Even the greatest engineered schemes on the planet come undone at some point. No Ponzi scheme can continue forever. But if you are very bright (as Madoff was), you can keep the game going for a long, long time.

But what if you’re not brilliant? After all, I doubt the government is as smart as Billionaire Bernie. Luckily, if that’s the right word, the government has another way to keep the game going, using one thing it has that Madoff didn’t.


Gobs and gobs of it.

The government’s massive wad of cash is what keeps the game going. And foreign investors lending us money. And millions of pensioners happy as long as they receive their check on the first of the month. And the multitudes of purchased votes that are blissfully sitting on the dole.

But it’s not just the United States. Every country in the world is in the same pickle – because every developed nation believed they could successfully manipulate the game. The problem now is that the governments are running out of money. The United States has been broke for a long time, of course, but it could still trade on the value of its good name… and it did. Other nations are not so lucky.

The United States still possesses the reserve currency status; other nations aren’t so lucky. We still boast the largest GDP; other nations are not so lucky. I’m pretty sure we still have higher tax receipts, and more room to raise taxes than other nations. But somehow, I can’t bring myself to call that lucky…

But as it is an “option,” I have to think that whatever smarts our government does have, someone will eventually realize it.
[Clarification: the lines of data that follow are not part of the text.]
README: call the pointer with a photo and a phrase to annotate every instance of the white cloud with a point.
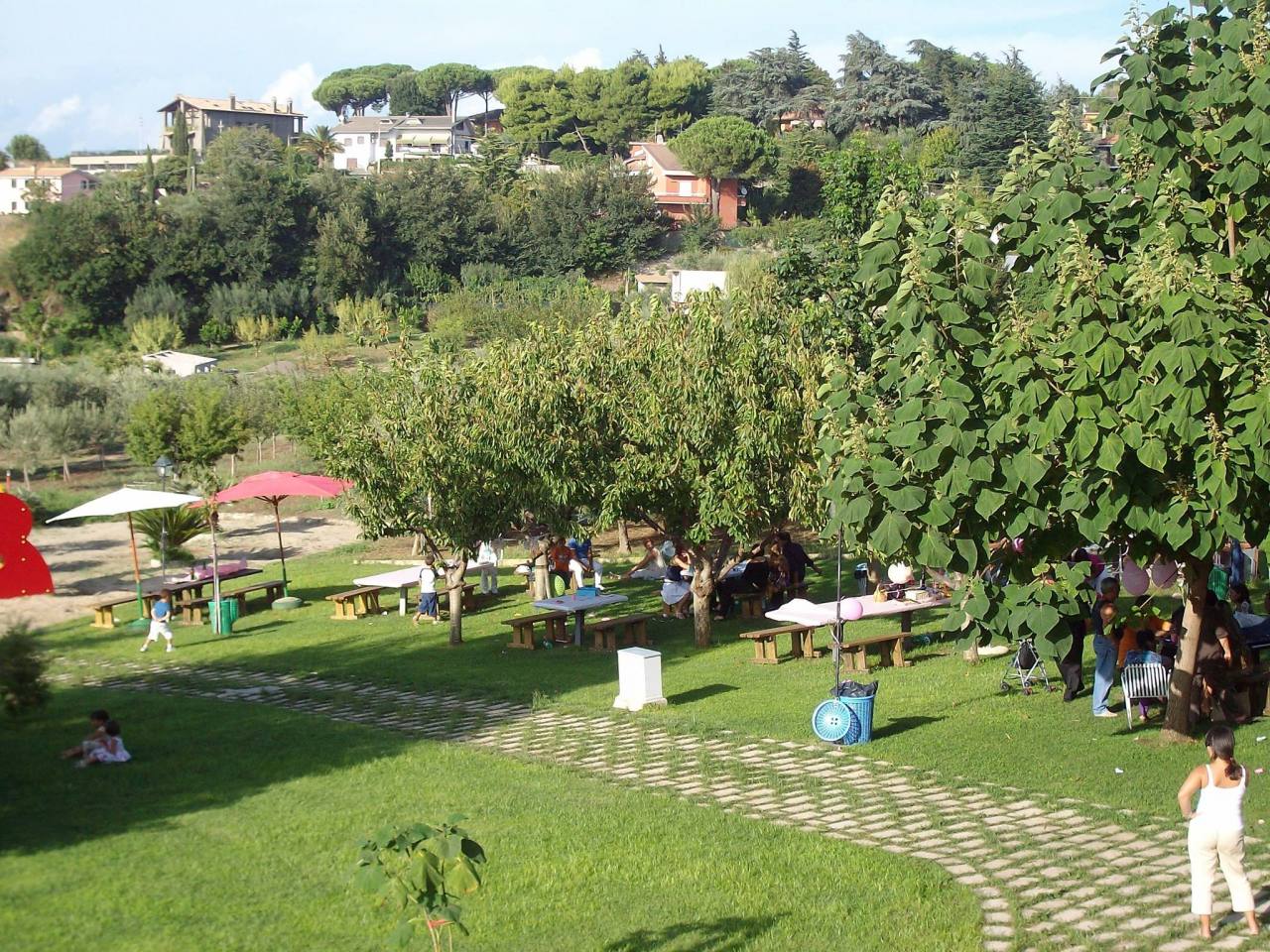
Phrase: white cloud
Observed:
(298, 84)
(584, 59)
(55, 114)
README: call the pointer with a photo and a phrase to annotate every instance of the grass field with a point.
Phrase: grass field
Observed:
(578, 864)
(235, 828)
(940, 714)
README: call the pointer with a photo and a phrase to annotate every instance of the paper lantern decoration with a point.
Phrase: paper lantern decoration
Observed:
(1133, 579)
(1164, 574)
(22, 569)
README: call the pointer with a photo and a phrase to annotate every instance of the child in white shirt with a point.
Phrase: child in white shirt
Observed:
(160, 619)
(429, 592)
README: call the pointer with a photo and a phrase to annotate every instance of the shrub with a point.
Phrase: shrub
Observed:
(158, 333)
(216, 331)
(182, 526)
(23, 682)
(421, 873)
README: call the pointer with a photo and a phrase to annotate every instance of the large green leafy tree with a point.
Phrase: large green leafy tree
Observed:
(357, 89)
(593, 218)
(1128, 399)
(879, 91)
(422, 444)
(724, 148)
(701, 422)
(27, 149)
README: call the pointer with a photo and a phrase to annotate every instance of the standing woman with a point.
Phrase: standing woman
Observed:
(1215, 832)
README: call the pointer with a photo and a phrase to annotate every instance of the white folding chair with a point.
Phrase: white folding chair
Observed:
(1143, 682)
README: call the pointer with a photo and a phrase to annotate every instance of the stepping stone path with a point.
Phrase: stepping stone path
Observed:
(1048, 874)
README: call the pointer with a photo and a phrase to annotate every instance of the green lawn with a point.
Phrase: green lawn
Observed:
(235, 828)
(940, 714)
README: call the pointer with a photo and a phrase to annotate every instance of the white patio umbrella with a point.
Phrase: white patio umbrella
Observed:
(126, 502)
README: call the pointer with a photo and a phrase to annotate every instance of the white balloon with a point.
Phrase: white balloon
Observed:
(899, 574)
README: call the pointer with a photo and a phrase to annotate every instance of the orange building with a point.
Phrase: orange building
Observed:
(679, 190)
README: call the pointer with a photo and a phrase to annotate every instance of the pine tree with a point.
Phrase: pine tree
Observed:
(1012, 109)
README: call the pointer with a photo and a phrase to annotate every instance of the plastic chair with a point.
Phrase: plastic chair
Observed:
(1143, 682)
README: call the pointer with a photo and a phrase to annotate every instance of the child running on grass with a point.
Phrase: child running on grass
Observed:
(160, 619)
(429, 592)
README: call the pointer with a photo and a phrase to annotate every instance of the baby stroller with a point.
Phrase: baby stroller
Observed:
(1026, 669)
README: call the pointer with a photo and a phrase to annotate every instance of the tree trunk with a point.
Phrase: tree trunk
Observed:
(454, 589)
(702, 587)
(540, 572)
(1178, 714)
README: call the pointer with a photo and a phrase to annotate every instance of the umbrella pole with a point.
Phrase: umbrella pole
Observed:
(282, 552)
(136, 569)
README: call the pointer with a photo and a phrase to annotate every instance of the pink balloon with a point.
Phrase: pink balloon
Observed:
(1164, 574)
(1133, 579)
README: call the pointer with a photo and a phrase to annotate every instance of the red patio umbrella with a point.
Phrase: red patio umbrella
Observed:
(273, 488)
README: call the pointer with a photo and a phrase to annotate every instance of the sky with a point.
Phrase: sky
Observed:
(99, 86)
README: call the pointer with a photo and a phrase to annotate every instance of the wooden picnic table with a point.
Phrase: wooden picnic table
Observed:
(405, 579)
(892, 644)
(578, 606)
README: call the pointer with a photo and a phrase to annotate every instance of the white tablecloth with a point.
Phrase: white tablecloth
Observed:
(799, 611)
(574, 603)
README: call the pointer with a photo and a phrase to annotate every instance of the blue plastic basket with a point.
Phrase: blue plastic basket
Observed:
(843, 720)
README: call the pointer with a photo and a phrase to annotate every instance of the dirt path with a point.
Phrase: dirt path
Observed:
(94, 560)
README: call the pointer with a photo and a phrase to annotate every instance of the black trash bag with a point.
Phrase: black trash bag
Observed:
(851, 688)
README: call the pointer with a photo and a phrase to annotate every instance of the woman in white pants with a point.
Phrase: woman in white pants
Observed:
(1215, 833)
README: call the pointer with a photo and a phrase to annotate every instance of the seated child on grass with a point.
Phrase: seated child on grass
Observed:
(98, 719)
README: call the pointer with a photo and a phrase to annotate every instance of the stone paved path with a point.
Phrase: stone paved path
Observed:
(1048, 875)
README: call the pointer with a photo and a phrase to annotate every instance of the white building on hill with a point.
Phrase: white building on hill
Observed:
(370, 140)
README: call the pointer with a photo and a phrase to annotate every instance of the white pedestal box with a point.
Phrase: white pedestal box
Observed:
(639, 678)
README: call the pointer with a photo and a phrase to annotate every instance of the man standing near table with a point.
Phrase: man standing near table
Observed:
(797, 556)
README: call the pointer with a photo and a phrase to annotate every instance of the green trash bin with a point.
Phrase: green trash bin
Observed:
(225, 611)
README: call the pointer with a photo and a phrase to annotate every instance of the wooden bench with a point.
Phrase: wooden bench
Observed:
(272, 592)
(349, 606)
(631, 629)
(522, 629)
(468, 599)
(103, 612)
(765, 643)
(890, 649)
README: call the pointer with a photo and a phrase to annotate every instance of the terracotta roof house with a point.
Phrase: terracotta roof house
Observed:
(207, 118)
(679, 190)
(59, 182)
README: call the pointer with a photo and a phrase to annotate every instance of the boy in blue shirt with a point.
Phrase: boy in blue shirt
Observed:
(160, 619)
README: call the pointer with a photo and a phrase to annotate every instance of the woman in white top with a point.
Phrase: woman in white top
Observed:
(1215, 833)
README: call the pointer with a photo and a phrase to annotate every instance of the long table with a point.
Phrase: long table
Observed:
(801, 611)
(578, 607)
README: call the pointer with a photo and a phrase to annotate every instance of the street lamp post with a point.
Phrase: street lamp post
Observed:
(164, 467)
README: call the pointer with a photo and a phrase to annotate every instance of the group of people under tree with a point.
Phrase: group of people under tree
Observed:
(771, 567)
(1230, 635)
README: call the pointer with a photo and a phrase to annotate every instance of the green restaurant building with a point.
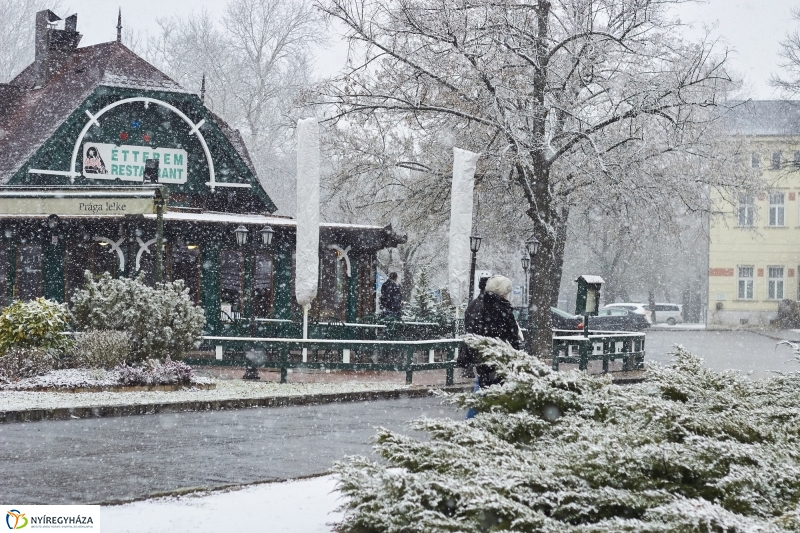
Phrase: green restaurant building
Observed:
(77, 129)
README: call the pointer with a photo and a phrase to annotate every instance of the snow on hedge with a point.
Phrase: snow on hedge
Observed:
(226, 389)
(688, 450)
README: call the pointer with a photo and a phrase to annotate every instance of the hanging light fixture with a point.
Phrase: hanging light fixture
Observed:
(474, 242)
(241, 235)
(533, 246)
(266, 235)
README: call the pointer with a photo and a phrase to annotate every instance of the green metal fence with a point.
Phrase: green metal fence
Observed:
(369, 328)
(323, 354)
(605, 346)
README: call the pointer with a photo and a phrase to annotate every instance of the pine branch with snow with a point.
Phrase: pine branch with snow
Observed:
(687, 450)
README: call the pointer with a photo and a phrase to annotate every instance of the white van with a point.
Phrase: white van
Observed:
(669, 313)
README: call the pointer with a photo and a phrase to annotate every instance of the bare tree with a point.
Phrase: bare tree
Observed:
(789, 82)
(17, 34)
(570, 101)
(256, 60)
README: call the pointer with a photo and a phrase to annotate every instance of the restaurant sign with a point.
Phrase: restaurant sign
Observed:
(69, 203)
(126, 163)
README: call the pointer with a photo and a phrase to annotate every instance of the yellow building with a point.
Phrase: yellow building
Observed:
(754, 252)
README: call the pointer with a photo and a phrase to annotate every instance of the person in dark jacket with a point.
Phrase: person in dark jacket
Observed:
(468, 357)
(497, 321)
(391, 300)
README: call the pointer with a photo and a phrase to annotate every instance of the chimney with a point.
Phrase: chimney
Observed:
(53, 46)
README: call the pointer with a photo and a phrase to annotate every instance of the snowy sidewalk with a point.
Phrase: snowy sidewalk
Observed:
(229, 394)
(300, 506)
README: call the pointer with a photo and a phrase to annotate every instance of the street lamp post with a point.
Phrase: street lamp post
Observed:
(474, 246)
(526, 262)
(532, 245)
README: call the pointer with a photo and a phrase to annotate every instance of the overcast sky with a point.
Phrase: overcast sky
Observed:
(750, 28)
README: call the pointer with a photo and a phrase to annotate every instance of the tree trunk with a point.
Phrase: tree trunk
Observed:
(543, 277)
(558, 253)
(541, 211)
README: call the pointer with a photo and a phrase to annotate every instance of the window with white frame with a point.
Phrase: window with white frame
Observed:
(746, 282)
(776, 209)
(775, 283)
(746, 209)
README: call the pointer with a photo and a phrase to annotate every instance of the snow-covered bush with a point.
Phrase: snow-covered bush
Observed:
(161, 321)
(21, 362)
(422, 305)
(38, 323)
(99, 349)
(153, 372)
(688, 450)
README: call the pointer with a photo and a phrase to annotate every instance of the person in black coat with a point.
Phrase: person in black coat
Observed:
(468, 357)
(391, 300)
(497, 321)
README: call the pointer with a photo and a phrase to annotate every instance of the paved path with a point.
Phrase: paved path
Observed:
(740, 350)
(108, 459)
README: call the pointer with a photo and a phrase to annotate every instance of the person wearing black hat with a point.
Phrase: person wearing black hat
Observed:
(468, 357)
(391, 298)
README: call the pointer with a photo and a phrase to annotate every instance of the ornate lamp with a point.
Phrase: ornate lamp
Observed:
(241, 235)
(533, 246)
(474, 242)
(266, 235)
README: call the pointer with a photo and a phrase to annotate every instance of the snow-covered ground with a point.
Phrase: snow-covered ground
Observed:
(680, 327)
(225, 390)
(301, 506)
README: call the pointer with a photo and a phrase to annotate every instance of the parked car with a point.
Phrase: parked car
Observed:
(669, 313)
(639, 309)
(561, 319)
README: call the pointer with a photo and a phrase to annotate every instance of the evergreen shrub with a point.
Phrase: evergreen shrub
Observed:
(688, 450)
(161, 321)
(153, 372)
(21, 362)
(38, 323)
(100, 349)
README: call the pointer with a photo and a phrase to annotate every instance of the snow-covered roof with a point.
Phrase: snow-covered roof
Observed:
(361, 235)
(588, 278)
(31, 115)
(226, 218)
(233, 218)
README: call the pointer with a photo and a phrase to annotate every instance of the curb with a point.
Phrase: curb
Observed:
(70, 413)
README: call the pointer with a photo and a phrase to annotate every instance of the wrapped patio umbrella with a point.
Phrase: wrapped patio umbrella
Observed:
(307, 264)
(464, 164)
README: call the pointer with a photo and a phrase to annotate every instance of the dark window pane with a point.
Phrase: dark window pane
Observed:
(77, 260)
(29, 272)
(104, 259)
(231, 284)
(4, 300)
(332, 286)
(185, 265)
(262, 285)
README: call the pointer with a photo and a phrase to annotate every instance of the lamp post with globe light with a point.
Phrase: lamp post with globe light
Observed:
(526, 262)
(532, 246)
(474, 246)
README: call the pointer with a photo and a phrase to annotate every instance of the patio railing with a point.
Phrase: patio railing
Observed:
(605, 346)
(325, 354)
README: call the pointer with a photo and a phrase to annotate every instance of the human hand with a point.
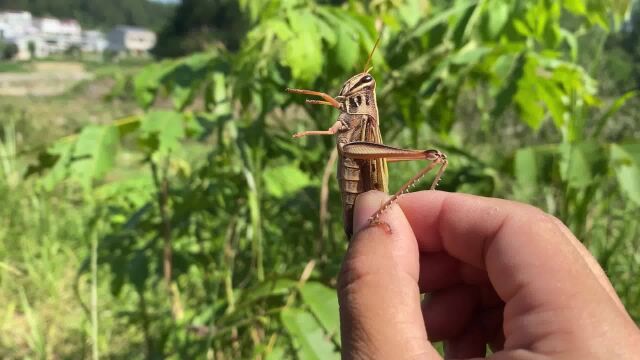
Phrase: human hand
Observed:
(497, 272)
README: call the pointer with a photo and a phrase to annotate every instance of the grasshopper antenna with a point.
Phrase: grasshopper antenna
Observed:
(375, 46)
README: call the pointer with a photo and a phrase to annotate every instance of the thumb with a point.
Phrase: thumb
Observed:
(380, 312)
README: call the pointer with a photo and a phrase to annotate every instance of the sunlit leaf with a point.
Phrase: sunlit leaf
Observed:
(162, 131)
(625, 160)
(284, 180)
(309, 338)
(323, 302)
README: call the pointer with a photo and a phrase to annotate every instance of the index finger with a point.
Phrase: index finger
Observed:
(530, 261)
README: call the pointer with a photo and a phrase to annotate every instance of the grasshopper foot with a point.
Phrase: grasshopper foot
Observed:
(376, 222)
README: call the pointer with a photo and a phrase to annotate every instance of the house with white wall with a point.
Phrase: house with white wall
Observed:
(41, 37)
(94, 41)
(131, 40)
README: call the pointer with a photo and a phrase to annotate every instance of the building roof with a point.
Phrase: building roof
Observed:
(131, 28)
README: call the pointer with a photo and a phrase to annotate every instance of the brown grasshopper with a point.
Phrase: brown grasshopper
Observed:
(363, 158)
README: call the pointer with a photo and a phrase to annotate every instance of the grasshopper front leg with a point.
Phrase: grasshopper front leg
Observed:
(362, 150)
(328, 99)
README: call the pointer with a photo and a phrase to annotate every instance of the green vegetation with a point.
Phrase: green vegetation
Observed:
(193, 228)
(98, 14)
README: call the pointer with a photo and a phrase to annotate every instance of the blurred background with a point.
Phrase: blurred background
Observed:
(154, 205)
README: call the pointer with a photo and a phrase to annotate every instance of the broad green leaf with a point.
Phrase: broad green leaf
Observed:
(470, 54)
(625, 160)
(94, 153)
(148, 81)
(56, 158)
(303, 52)
(506, 94)
(580, 163)
(347, 48)
(601, 122)
(186, 77)
(526, 168)
(323, 302)
(308, 337)
(284, 180)
(498, 17)
(162, 131)
(138, 269)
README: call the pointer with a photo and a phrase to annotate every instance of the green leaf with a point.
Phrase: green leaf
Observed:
(625, 160)
(138, 269)
(506, 94)
(470, 54)
(162, 131)
(323, 302)
(498, 17)
(186, 77)
(526, 168)
(580, 163)
(303, 52)
(308, 337)
(148, 81)
(347, 48)
(94, 153)
(285, 180)
(612, 110)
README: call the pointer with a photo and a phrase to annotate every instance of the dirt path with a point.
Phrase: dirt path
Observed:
(47, 79)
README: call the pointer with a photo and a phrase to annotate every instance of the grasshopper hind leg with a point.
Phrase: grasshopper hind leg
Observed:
(436, 158)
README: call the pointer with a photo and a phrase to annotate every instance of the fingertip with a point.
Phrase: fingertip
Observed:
(366, 205)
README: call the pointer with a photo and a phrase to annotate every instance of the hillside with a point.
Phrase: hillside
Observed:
(98, 14)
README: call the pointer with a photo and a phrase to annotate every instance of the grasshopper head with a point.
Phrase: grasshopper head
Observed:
(358, 83)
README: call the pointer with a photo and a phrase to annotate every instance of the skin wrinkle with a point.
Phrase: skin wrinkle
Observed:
(553, 303)
(591, 263)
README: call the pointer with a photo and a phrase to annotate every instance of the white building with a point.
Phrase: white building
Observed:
(94, 41)
(132, 40)
(59, 35)
(41, 37)
(15, 23)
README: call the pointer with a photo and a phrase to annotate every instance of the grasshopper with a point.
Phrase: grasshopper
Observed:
(363, 158)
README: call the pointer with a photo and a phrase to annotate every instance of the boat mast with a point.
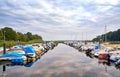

Good Lord, deliver us.

I do not honestly think that anyone can seriously contest us in the role of reserve currency, no matter how many times China rattles the saber.

Twenty years ago, China couldn’t even feed its own people or keep them employed. Now it is boasting a 7% annual growth rate. Despite the massaging that may be done to the numbers before they are released, we can already see that a country growing solely on stimulus cannot grow very long. The weaknesses in China’s underbelly are already becoming apparent. She is an export economy. And people are not buying.

She cannot save the world, whatever her strength might be.

There is another round of destruction coming. The banks will have to come clean. If you thought the residential crunch was stunning, wait till you see what’s coming on the commercial front. It will be a tsunami of epic proportions. Banks are not lending now, and the chances of business expansion are lower than at any time in recent history. No one will be buying excess of anything except maybe food and precious metals, so businesses will not continue to post profits. Without profits you can’t service the loans you have, and rolling them over will be out of the question. The day is coming… don’t let it catch you by surprise.

But until that day arrives, we must deal with what we have.